Verglichen mit anderen Ländern liegt Deutschland bei der Digitalisierung zurück: In einer vom Bundeswirtschaftsministerium in Auftrag gegebenen Studie rangiert die Bundesrepublik bei der digitalen Leistungsfähigkeit weltweit nur auf Platz sechs, mit deutlichem Abstand zum Spitzenreiter USA.

Alle maßgeblichen Innovationen der vergangenen Jahre hatten ihren Ursprung in Amerika - vom iPhone über Facebook  bis hin zum Taxischreck Uber. Selbst das erste Oberklasseauto mit E-Antrieb wurde nicht in Stuttgart, München oder Ingolstadt entwickelt, sondern bei Tesla im Silicon Valley.

"Die Wettbewerbsfähigkeit Deutschlands hängt ganz entscheidend davon ab, wie die heimischen Unternehmen die großen Potenziale nutzen, die Digitalisierung und Automatisierung bieten", sagt Walter Sinn, Deutschland-Chef der Beratung Bain & Company.

Droht eine der größten Industrienationen der Welt wirtschaftlich abgehängt zu werden? "Noch haben wir Deutschen die Chance, ganz vorn mit dabei zu sein", sagt Kanzleramtschef Peter Altmaier (CDU) im mm-Interview. "In vier bis fünf Jahren sind die Anteile verteilt."

Dass der Minister optimistisch ist, was die Zukunft der deutschen Wirtschaft anbelangt, liegt an Unternehmen wie Infineon. Weitgehend unbemerkt von der Öffentlichkeit hat sich der Chiphersteller zum Vorreiter bei der globalen Vernetzung der Produktion aufgeschwungen und damit innerhalb seiner Branche neue Maßstäbe gesetzt.

Auch SAP  ändert gerade die Spielregeln: Mit der virtuellen Datenbank Hana ermöglicht der Software-Hersteller aus Walldorf Firmen die Auswertung gigantischer Datenmengen in Echtzeit - und verschafft ihnen so Effizienzgewinne und Möglichkeiten für maßgeschneiderte Angebote.

Dass es mitunter nur einer cleveren Idee bedarf, um mit einem digitalen Geschäftsmodell die Machtverhältnisse in einem traditionellen Wirtschaftszweig zu verändern, beweist Flixbus: Innerhalb von nur drei Jahren hat sich das Münchener Start-up zum Quasimonopolisten im deutschen Fernbusmarkt aufgeschwungen. Dafür zeichnen manager magazin und Bain diese drei Unternehmen mit dem "Game Changer Award 2016" aus.

"Jeder kann die Spielregeln komplett verändern"
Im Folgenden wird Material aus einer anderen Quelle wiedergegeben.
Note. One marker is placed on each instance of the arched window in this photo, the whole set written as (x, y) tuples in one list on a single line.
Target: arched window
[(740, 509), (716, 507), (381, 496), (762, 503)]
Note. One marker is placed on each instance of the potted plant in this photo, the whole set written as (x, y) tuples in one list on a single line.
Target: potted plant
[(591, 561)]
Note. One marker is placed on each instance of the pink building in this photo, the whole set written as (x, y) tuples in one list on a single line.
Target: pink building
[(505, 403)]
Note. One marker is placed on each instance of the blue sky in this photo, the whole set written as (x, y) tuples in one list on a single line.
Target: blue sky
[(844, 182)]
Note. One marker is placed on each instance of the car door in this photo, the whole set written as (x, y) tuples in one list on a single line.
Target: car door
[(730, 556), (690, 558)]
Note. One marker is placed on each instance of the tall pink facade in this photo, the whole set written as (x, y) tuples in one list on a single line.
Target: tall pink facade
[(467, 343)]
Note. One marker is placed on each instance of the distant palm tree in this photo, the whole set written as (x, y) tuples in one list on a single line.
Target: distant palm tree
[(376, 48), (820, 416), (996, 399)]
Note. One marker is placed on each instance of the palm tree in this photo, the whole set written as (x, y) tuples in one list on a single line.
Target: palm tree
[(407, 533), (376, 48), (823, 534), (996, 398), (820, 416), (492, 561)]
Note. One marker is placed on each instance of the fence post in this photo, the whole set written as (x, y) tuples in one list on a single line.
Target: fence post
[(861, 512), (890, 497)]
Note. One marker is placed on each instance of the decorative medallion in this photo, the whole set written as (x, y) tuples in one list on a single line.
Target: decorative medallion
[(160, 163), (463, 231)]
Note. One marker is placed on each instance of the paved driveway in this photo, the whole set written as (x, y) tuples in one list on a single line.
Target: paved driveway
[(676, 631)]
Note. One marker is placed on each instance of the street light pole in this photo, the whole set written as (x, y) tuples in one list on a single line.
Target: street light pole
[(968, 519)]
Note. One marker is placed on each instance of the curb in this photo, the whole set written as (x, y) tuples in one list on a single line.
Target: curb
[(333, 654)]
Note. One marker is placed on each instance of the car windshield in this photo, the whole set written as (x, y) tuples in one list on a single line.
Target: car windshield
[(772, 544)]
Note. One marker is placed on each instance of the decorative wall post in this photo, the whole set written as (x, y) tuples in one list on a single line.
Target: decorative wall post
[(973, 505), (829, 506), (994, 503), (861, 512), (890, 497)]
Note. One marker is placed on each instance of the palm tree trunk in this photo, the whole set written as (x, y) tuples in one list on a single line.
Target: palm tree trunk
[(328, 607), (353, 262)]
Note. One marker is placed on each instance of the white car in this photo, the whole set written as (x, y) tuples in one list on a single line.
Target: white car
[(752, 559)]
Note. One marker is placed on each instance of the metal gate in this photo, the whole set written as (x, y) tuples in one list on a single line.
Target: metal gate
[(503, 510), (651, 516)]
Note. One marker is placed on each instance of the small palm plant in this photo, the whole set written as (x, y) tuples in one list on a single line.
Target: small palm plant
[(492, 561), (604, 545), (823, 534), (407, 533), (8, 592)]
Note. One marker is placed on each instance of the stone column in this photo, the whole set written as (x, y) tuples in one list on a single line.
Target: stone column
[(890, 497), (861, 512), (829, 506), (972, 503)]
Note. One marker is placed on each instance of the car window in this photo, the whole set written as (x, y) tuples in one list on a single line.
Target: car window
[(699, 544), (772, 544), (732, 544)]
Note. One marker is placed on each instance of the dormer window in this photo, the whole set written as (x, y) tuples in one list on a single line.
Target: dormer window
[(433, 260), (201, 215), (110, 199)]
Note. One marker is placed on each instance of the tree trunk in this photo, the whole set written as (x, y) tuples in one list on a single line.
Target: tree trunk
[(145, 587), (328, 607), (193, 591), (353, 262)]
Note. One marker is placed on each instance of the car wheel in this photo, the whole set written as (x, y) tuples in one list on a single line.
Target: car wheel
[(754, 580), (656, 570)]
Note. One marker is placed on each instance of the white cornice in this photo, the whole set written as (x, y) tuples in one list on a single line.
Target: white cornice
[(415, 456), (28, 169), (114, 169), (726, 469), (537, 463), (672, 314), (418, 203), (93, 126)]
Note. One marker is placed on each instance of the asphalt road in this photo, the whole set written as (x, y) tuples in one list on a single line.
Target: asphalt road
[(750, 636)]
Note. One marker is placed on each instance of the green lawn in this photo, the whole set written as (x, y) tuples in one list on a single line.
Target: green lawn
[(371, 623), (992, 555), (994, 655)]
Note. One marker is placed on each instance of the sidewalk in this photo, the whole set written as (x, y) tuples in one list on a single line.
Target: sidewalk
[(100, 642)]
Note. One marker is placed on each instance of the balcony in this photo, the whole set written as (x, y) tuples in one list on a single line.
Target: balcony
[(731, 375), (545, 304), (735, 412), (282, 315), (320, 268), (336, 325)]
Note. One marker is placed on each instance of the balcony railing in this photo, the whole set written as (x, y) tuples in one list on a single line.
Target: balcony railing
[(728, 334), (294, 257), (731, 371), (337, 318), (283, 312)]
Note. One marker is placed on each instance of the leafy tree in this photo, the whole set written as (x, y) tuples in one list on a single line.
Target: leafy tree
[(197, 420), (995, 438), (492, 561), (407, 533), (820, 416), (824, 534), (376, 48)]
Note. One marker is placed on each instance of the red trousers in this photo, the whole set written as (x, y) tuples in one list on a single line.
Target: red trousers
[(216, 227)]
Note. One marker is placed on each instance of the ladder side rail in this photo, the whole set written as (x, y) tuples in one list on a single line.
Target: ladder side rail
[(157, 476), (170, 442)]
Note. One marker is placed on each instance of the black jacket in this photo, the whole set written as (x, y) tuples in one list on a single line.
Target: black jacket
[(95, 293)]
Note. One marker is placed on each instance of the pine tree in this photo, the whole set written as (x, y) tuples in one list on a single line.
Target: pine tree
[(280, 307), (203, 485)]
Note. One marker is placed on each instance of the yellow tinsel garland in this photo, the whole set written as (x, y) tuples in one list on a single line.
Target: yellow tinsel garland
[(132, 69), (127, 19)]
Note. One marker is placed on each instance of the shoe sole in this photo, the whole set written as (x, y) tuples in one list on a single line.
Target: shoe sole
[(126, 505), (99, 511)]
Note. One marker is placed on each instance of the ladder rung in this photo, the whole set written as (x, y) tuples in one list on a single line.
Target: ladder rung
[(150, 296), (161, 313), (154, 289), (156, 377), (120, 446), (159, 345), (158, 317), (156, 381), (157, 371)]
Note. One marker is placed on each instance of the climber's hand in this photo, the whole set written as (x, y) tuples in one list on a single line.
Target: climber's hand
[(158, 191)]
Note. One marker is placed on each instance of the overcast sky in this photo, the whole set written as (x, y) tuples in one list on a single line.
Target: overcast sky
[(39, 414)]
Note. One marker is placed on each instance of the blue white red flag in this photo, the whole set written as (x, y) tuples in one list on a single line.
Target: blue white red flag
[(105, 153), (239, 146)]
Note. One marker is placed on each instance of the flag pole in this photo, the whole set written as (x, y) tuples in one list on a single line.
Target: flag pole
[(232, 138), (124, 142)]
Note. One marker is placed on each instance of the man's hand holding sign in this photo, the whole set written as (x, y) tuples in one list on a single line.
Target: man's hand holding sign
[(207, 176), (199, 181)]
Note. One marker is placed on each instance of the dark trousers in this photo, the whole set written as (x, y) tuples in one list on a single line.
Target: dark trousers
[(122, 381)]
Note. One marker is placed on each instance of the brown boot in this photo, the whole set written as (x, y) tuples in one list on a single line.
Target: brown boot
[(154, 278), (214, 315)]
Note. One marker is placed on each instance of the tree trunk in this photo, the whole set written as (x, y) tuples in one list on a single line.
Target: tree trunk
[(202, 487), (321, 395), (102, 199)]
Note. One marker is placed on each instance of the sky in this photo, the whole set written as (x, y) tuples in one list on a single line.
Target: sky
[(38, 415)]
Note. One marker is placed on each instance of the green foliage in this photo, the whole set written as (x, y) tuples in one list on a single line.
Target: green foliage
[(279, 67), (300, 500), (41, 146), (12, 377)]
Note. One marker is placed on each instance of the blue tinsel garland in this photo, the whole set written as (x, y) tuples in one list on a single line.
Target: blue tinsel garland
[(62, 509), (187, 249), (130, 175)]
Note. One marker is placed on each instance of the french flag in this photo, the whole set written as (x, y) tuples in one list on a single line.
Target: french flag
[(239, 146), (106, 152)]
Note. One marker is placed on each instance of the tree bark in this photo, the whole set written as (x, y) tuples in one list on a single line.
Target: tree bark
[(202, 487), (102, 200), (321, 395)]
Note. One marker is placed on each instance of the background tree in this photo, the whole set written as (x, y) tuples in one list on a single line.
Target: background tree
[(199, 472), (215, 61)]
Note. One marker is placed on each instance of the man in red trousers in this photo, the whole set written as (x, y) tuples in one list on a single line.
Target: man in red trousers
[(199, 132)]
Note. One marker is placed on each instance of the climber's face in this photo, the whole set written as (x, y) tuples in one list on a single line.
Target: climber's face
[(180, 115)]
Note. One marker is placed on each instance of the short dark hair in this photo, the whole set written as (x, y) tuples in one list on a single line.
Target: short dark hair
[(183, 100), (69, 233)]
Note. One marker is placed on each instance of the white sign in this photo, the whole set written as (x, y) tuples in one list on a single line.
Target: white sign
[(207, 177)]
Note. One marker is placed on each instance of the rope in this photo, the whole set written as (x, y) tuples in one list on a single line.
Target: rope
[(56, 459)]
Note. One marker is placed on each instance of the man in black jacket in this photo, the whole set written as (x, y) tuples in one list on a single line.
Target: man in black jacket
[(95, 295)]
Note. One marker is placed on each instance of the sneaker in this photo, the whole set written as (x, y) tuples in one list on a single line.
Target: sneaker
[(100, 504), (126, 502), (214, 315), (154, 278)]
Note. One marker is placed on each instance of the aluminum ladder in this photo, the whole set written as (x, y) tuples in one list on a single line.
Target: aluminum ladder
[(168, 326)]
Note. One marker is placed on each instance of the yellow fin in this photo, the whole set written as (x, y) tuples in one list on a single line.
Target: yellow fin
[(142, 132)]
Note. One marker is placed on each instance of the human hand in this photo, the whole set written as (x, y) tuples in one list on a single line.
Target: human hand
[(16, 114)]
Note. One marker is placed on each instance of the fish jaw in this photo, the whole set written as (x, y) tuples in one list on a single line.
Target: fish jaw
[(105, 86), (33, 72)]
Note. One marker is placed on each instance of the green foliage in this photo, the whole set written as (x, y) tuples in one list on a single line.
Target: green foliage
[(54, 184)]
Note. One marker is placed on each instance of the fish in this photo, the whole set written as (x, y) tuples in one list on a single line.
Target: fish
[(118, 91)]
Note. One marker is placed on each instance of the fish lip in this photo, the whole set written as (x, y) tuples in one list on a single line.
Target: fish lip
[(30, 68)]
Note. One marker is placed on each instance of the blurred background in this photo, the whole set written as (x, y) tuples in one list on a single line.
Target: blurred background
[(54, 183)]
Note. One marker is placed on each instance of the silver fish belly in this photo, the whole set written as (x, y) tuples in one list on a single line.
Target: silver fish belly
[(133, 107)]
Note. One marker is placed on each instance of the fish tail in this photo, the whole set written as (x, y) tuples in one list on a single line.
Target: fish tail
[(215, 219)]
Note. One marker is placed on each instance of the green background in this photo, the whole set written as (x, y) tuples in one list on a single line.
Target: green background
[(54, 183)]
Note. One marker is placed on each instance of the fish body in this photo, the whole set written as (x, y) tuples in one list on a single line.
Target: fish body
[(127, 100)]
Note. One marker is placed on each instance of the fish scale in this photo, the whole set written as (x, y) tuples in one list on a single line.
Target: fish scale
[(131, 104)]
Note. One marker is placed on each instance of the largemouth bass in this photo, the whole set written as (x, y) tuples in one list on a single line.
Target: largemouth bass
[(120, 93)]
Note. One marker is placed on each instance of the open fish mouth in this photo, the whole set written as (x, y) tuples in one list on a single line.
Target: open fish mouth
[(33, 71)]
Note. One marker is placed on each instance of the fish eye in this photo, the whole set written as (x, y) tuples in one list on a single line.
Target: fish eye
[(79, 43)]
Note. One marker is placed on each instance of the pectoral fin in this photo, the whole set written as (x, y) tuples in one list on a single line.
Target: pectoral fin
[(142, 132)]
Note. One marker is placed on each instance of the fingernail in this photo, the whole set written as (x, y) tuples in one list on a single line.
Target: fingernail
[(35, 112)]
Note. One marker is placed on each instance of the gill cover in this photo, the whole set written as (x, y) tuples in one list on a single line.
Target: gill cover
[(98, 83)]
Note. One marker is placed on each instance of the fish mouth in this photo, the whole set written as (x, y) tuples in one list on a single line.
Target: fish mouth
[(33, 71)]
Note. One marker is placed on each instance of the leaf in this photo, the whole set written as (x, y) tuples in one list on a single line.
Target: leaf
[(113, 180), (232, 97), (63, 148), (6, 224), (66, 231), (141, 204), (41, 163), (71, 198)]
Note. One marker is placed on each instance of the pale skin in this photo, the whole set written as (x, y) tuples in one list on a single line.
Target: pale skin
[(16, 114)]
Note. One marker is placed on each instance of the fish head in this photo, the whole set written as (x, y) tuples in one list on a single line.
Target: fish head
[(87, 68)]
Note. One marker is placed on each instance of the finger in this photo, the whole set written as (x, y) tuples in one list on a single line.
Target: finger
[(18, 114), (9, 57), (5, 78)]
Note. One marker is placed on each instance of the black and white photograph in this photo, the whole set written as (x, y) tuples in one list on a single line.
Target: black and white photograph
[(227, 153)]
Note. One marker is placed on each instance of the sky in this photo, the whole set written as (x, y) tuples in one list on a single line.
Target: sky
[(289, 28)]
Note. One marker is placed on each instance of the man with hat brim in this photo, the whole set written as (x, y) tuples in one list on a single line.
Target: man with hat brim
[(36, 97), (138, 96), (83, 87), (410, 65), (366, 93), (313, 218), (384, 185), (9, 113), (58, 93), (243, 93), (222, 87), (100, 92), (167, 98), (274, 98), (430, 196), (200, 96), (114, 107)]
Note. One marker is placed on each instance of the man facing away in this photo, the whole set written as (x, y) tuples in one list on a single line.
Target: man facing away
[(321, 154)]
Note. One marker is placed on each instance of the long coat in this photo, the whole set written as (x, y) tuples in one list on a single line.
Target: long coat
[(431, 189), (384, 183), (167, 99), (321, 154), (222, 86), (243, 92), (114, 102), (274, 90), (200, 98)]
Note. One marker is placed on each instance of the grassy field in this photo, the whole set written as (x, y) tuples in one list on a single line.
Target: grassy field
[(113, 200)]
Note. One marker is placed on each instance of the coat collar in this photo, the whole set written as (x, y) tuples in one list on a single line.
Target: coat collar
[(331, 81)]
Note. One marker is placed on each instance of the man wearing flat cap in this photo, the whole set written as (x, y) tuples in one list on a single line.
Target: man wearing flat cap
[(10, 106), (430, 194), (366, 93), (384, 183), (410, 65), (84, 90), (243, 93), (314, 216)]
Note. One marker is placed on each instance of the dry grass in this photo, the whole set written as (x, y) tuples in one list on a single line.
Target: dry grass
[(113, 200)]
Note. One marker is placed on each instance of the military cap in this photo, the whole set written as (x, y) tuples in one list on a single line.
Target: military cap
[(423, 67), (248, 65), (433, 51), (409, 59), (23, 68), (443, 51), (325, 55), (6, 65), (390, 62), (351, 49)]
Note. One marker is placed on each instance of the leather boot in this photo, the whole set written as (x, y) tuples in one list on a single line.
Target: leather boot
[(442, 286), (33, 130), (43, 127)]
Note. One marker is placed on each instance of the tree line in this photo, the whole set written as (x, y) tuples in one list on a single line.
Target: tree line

Die Preisträger stehen exemplarisch für die Überlegenheit digitaler Geschäftsmodelle. Eine Bain-Untersuchung von mehr als 400 Unternehmen ergab, dass diejenigen, die frühzeitig die interne Vernetzung vorantreiben, der analogen Konkurrenz in der Regel um Längen voraus sind. Der Studie zufolge ist die Wahrscheinlichkeit, zu den bestverdienenden Anbietern der Branche zu gehören, bei digitalisierten Firmen doppelt so hoch wie bei analog arbeitenden Konkurrenten.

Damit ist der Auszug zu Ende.